Lawyer: NSA phone records program amounts to 'tyranny'

But a DOJ lawyer calls on an appeals court to overturn an injunction against the phone records collection program

The U.S. National Security Agency's mass collection of telephone records within the country is an unprecedented violation of privacy by the government, a lawyer challenging the surveillance program argued Tuesday.

A U.S. appeals court should hold up a lower court's preliminary injunction against the phone records program as a way to stop U.S. residents from rising up against the government, conservative activist and lawyer Larry Klayman argued.

U.S. residents may resort to mass protests if judges don't rule against the program, Klayman said. "This is the most outrageous abuse of power in our history," he told the U.S Court of Appeals for the District of Columbia Circuit. "The American people look to you to protect them from a tyranny of the government."

The NSA could create detailed dossiers about a target based on the telephone records, including who the suspect called and received calls from and the call routing information, Klayman said. The result is an "excessive" violation of privacy, he said.

The appeals court's three-judge panel asked pointed questions of Klayman and of lawyers for the Electronic Frontier Foundation and the Center for National Security Studies, two groups that argued against the NSA program. Judge Stephen Williams questioned, as did a lawyer for the U.S. Department of Justice did, whether Klayman and other plaintiffs in the case had their privacy violated.

"Where's the data in the record suggesting your calls have been examined?" Williams asked Klayman. "What is the phenomenon that you allude to?"

DOJ lawyer Thomas Byron attacked Klayman's case on several fronts. Klayman and other plaintiffs don't have standing to challenge the program because they have no proof their call records have been collected or analyzed, Byron said.

While Klayman is a customer of Verizon Wireless, the only phone records collection order that's been made public covers customers of Verizon Business Services, he said. Critics of the program say Byron's argument is a paradox -- the DOJ says people can't challenge the program in court when they have no proof of being targeted, but the government has released little information about the scope of the program.

Byron downplayed Klayman's concerns, saying the NSA program, exposed by former NSA contractor Edward Snowden in mid-2013, isn't a privacy violation because a surveillance court limits how the agency can use that data.

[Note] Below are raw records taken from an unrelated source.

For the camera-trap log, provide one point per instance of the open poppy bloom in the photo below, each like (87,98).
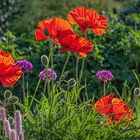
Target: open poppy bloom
(48,28)
(88,18)
(73,43)
(114,109)
(9,73)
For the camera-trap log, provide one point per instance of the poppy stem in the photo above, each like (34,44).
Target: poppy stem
(77,80)
(23,88)
(35,92)
(82,69)
(104,88)
(59,82)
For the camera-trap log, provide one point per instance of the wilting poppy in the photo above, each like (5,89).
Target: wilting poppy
(9,73)
(73,43)
(113,108)
(48,28)
(88,18)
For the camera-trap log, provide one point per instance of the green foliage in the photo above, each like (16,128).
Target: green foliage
(62,115)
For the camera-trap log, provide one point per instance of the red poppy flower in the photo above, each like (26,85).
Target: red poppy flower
(49,28)
(113,108)
(88,18)
(73,43)
(9,73)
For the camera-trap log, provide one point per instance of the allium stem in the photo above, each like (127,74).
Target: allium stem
(23,88)
(104,87)
(18,123)
(64,67)
(77,80)
(13,135)
(7,128)
(35,93)
(82,69)
(3,114)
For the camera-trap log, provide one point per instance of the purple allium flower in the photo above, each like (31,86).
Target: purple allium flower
(7,128)
(13,135)
(51,74)
(26,65)
(42,75)
(104,75)
(18,123)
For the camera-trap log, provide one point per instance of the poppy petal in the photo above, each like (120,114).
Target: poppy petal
(6,58)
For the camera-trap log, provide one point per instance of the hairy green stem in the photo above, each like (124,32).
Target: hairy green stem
(23,88)
(64,67)
(38,83)
(104,88)
(82,69)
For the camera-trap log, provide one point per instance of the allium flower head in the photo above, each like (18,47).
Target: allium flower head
(104,75)
(51,74)
(26,65)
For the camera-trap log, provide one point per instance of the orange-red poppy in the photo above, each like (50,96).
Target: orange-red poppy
(73,43)
(113,108)
(9,73)
(88,18)
(48,28)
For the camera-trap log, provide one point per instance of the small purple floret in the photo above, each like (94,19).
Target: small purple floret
(104,75)
(26,65)
(51,74)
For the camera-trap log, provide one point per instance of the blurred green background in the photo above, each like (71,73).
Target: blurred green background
(118,50)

U.S. telephone customers can't reasonably expect that call records held by telephone carriers are private, Byron said. He called on the appeals court to overturn U.S. district court Judge Richard Leon's December 2013 injunction against the program, which he stayed pending appeals court review.

The Fourth Amendment to the U.S. Constitution protects residents of the country against unreasonable searches and seizures by the government, but the NSA's large-scale collection of U.S. phone records doesn't amount to a search of those records, Byron said.

The telephone records collection program is limited in scope because the Foreign Intelligence Surveillance Court has to reauthorize it every three months, and it limits the number of hops NSA analysts can take from a suspect's telephone number to find other suspects, Bryant argued.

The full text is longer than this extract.